To investigate coverage in our open access datasets of interest, we create a MongoDB database using data from the Microsoft Academic Graph Dump, OpenAIRE Research Graph Dump and Crossref Public Data File. We then query this database with publications' metadata extracted from the candidates' CVs so as to assess whether said publications are present in the datasets of interest.
Due to Github's limit on files' size, we are unable to upload the processed versions dumps here. However, we provide download links to the original dumps and instructions to replicate our processing. The processed and ready-to-use dumps is available on Zenodo (link) in the folder "final".

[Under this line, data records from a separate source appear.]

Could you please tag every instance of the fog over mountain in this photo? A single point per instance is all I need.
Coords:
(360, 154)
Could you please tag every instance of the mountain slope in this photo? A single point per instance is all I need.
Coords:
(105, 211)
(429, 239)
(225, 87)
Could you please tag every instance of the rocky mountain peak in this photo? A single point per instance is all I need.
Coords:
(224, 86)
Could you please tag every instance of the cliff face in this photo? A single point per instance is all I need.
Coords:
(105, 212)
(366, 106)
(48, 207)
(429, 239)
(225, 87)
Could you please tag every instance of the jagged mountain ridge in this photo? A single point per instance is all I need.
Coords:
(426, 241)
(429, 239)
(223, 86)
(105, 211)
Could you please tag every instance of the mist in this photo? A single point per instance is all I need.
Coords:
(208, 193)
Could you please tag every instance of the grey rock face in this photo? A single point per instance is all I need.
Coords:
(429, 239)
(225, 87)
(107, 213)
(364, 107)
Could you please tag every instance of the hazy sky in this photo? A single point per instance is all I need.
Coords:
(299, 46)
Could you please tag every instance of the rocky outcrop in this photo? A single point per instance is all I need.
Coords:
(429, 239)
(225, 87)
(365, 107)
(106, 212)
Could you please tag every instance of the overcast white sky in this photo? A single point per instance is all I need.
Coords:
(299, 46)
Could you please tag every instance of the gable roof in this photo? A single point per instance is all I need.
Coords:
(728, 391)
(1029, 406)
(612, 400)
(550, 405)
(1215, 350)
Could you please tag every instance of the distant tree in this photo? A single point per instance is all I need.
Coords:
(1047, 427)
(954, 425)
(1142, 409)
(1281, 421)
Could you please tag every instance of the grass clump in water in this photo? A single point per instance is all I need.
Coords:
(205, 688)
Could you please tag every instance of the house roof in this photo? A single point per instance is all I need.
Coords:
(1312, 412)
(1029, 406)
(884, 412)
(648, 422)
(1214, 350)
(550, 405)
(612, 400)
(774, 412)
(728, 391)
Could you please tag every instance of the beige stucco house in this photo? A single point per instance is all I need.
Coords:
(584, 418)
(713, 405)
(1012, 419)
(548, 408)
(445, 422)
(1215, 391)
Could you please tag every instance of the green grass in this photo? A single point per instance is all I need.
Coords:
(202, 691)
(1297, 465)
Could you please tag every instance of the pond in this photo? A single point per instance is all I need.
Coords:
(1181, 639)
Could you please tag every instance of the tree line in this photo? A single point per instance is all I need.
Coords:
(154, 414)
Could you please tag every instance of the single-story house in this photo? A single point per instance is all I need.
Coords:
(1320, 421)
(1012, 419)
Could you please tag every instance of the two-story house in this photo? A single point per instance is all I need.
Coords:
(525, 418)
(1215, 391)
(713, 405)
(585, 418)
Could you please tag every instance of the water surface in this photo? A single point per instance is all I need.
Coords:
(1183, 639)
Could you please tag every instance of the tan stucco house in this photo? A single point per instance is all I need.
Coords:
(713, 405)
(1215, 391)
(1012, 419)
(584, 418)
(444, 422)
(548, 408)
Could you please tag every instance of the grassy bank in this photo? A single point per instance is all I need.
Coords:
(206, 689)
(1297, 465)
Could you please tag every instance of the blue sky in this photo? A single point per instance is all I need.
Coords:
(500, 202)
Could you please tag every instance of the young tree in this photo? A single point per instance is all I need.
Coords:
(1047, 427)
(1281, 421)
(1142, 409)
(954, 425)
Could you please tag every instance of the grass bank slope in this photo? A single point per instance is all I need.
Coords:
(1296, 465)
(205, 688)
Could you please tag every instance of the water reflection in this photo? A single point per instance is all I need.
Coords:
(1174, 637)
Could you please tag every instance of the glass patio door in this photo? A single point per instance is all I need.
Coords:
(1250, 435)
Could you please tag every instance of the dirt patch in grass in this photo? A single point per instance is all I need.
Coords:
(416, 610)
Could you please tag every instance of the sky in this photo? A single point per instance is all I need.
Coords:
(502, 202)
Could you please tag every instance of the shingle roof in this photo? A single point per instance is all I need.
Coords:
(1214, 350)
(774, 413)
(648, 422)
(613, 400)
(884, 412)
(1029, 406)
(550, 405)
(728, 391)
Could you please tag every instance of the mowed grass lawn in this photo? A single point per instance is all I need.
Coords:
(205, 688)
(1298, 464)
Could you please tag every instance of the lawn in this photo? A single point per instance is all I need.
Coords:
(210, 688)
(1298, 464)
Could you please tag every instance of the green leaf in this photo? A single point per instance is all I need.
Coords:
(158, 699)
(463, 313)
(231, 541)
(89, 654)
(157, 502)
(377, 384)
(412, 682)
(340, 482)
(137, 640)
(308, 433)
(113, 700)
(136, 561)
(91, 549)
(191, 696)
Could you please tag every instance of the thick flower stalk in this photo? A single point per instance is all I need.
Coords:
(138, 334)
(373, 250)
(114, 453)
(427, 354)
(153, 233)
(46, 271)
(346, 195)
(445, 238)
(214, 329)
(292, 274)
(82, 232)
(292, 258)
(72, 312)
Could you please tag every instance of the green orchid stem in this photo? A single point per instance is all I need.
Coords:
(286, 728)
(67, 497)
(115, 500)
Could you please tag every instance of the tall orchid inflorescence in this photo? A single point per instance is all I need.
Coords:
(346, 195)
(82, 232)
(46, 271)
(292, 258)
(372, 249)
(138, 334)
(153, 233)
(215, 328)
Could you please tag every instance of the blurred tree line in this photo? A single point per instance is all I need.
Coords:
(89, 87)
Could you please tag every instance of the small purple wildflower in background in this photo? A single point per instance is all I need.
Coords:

- Download the folder "preparation" from this repo
- Download all the dumps in a folder named "originals" inside "preparation" from the following links:
- Decompress Microsoft Academic Graph's dump in a folder named "mag" inside "preparation"
- Decompress OpenAIRE's dump in a folder named "openaire" inside "preparation"
- Decompress Crossref's dump in a folder named "crossref" inside "preparation"
- Execute coverage_asn_preparation.py: this script cleans and processes all the data in the dumps and stores them as separate jsons in a folder named "final" inside "preparation". It also imports the dumps as single collections into a MongoDB database and creates the necessary indexes in the collections. If these two other steps are not of interest to you, comment out the importing_dumps_to_db(output_dir) and create_indexes_in_db() functions at the end of the python file.
Estimated time: processing one dump takes approximately 4h on our machine
- Follow the steps in section 3.1 above OR Download the folder named "preparation" from Zenodo (link)
- Execute coverage_asn_preparation.py: if there is a folder named "final" in "preparation" the script doesn't processes the dumps (it doesn't execute the function processing). It imports the dumps as single collections into a MongoDB database and creates the necessary indexes in the collections. If either of these two steps are not of interest to you, comment out either the importing_dumps_to_db or the create_indexes_in_db function at the end of the python file.
Estimated times:
- importing one dump to the database took approximately 1.5h on our machine
- creating a textual index in one collection took from 3 to 4 hours on our machine, ascending/descending indexes take far less
Once our MongoDB database is set, we can query it to search for the candidates' publications and assess whether they are present in the different datasets. To set your database follow the steps in section 3 above. Due to Github's limit on files' size, we are unable to upload the folder with all the candidates' CVs from which we estract the publications' metadata to query the database with. However, they are available on Zenodo in the folder "execution/cand_cvs".
- Download the folder "execution" from this repo
- Execute coverage_asn_execution.py: this script extracts publications' metadata from each candidate's CV, searches for the publication in the Microsoft Academic Graph, OpenAIRE and Crossref collections of the database and calculates coverage of the candidate's publications by these datasets. Specifically it stores results in several files in the folder named "results" in the folder "execution":
- In meta_dict.json, it stores the publications' metadata extracted from the CVs.
- In wo_ info.json, it stores information about missing CVs, CVs with no publications, publications incorrectly parsed from PDF, empty publications, and publications missing both title and doi.
- For each candidate, it stores the publications' data found in the database and the coverage data in a new separate json file in "results". There, resulting candidates' json files are organized by the term, role, and field they applied for in the 2016-18 NSQ session.
- Finally, it stores the essential results into the three csv files in the folder "execution", cov_asn_xcand.csv, cov_asn_xdataset.csv and cov_asn_xyear.csv.